I refute Nietzsche. God cannot be dead. The divine light must be here, somewhere. Somewhere an ember still lingers, not one of an annihilating fire but of a deep, inherent warmth. Of a hand reaching for another hand.
I’ve never really made these recipes about just the recipe. It’s why sometimes I just don’t write one. The kool-aid is a message I have.
And these days, I find it harder to focus, and I say as much each year. I’m getting older, slower and stupider. I’m tired of trying to get ahead, I’m tired of feeling like I have to push myself beyond all manner of productivity to live. In all these agonies, I desire a beach.
Malibu was that place where I used to retreat. Forty minutes up 101 and through the Encina Canyon from the San Fernando Valley, up and down the hills over pleasant brown and greenery, past hidden homes. And then, down upon it: Pacific Coast Highway, sprawling and vast. And then there’s Neptune’s Net, where fish is fried and steamed night and day. Bikers and surfers and all the dregs of the beaches. A tall boy of Ace’s pineapple cider, straight from their fridges. Lunch. Yes.
On to Leo Carrillo, a state beach. Parked along the highway, dragging a chair and a stack of books and notebooks and a bottle of rhum. There is a place upon the rocks where it is flat, or sometimes a secluded nook of beach. The waves crash again and again. I lose time, and it is well lost.

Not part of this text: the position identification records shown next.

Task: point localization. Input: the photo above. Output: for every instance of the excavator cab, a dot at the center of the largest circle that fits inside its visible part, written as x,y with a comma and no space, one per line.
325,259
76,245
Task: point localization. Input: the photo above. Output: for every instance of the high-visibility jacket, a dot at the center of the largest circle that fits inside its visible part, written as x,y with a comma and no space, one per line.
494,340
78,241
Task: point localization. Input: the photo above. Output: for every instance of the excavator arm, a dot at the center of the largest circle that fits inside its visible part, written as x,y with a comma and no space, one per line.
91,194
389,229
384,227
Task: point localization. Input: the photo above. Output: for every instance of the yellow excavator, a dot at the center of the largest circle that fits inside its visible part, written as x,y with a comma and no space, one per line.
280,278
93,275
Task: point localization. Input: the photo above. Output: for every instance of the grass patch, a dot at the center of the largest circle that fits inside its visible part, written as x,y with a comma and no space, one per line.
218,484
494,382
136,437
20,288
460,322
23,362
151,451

Leo Carrillo’s beach is still there, but its park, the hiking and trails, is burned to shit. Most of Malibu is torched. These are not all rich people, but the last remnants of California’s dreamers. I will miss it.

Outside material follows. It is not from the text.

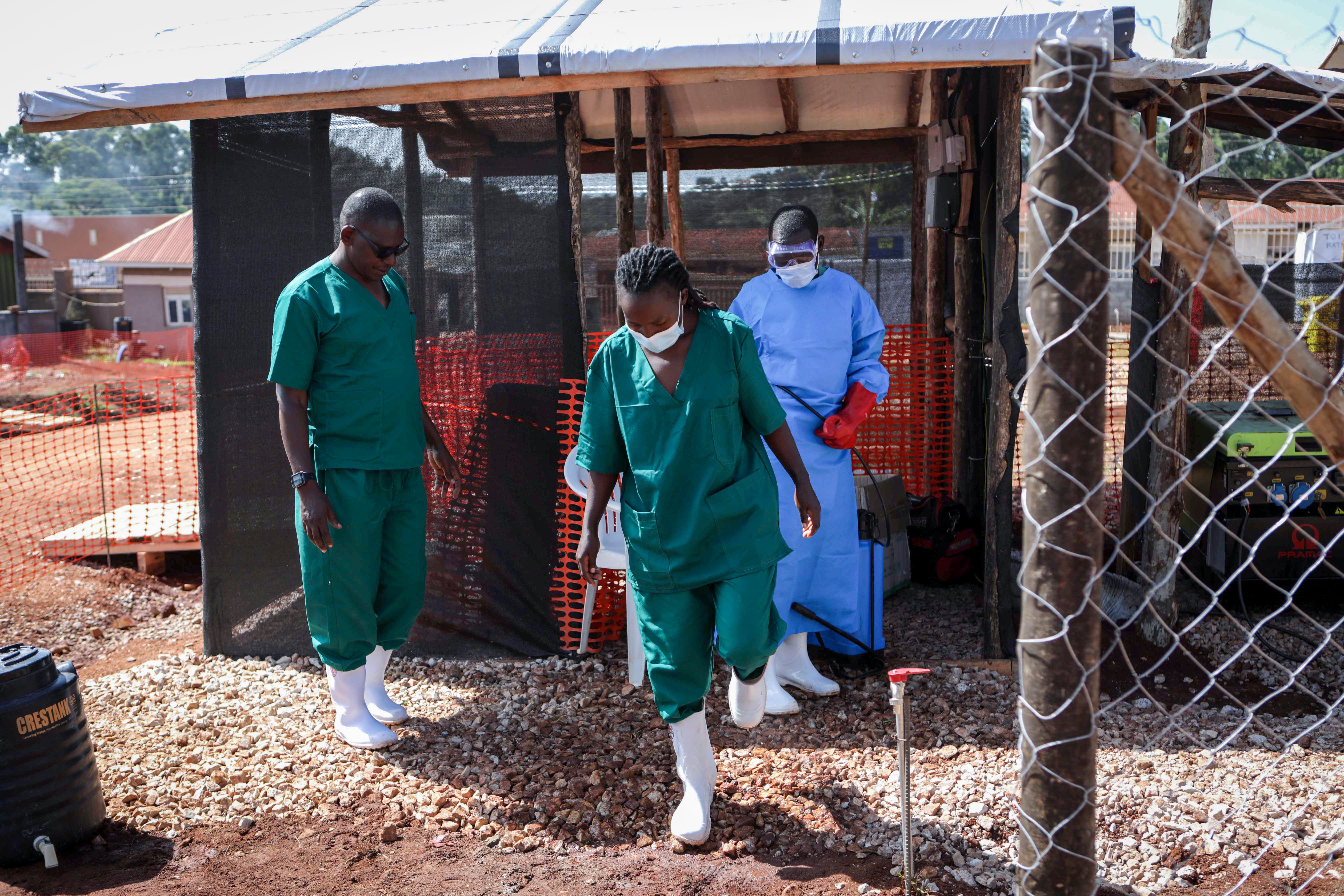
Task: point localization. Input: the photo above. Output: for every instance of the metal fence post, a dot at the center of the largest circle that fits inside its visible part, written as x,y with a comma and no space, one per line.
1062,448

We hope for better things, and it will rise from the ashes. You know this motto. It’s there in Latin, on the flag of Detroit.

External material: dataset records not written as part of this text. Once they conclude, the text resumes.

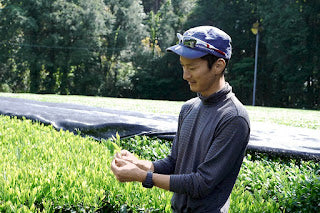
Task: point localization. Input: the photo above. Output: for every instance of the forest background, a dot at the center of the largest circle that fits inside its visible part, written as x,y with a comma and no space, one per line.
117,48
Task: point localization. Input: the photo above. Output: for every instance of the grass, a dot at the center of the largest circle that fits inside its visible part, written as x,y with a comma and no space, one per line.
282,116
43,170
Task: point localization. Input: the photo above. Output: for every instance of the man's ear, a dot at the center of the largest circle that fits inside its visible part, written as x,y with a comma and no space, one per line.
219,66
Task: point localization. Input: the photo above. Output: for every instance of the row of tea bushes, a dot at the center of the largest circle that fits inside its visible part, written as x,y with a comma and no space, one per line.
42,169
265,183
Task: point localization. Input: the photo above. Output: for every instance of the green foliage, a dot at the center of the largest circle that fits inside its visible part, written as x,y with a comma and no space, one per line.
42,169
45,170
272,185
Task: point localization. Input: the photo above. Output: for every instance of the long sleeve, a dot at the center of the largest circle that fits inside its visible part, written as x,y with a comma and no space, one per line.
226,151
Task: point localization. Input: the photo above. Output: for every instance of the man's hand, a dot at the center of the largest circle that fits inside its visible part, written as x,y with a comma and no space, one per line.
126,171
127,168
142,164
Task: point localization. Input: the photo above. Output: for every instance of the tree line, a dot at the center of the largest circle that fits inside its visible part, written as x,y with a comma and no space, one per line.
117,47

And I hope we can rise it together.
The Lions are rising, and it’s time for a new cocktail. This is, by my reckoning, my finest work yet—not a Frankenstein of meandering liquor, but a proper set. I wish I could have met Donn Beach, that sorcerer of drink.
Go Lions.
- 1.5 oz white or lightly aged Barbados rum (Planteray 3 Stars)
- 0.5 oz overproof Demerara rum (Lemon Hart 151)
- 0.5 oz falernum (John D. Taylor)
- 1 oz blue curacao
- 1 oz fresh lemon juice
- 0.75 oz white grapefruit juice
- 0.5 oz cinnamon simple syrup
- A small handful of fresh blueberries, gently crushed by hand
Add all of these ingredients to a cocktail shaker, add ice and shake. Pour over crushed ice and garnish with lemon and more blueberries.
Alternatively, add all ingredients with ice to a blender.
Notes:
One of the most important things I learned in enjoying rum drinks is blending multiple rums into a drink. Rums take on different characteristics of where they are made, and yet when introduced to one another elevate both in turn.
Falernum is a liqueur made of sugarcane and lime juice, and further elevates this very citrus-forward cocktail. If you can’t find a bottle, it’s fine to leave it out or perhaps substitute some lime juice.
I make my cocktail syrups lighter than usual, cutting down on the sugar to about 3/4ths of whatever water I use. I made the cinnamon syrup fresh and so it was not too dark, which helps in retaining this drink’s blue color. That’s the real bastard of making the kool-aid—the shade will not hold if you’re not careful. Add more blue curacao if necessary but you can’t drown it all. If the cinnamon is too much, go to straight simple syrup.
If you are worried about alcohol content, reduce the white rum to 1 oz and use 0.75 oz of a standard proof Demerara rum like Hamilton 86.
The tiki mug is from my own collection I’ve been starting. The tumbler glass you can pick up from Wendell August Forge , a Pennsylvania-based company that makes a great collection of drinkware, holiday ornaments and other metal gifts. They did not pay me for this or reach out at all; my mother hung their ornaments all the time and has repeatedly gifted me Lions medallions. It is precious to me.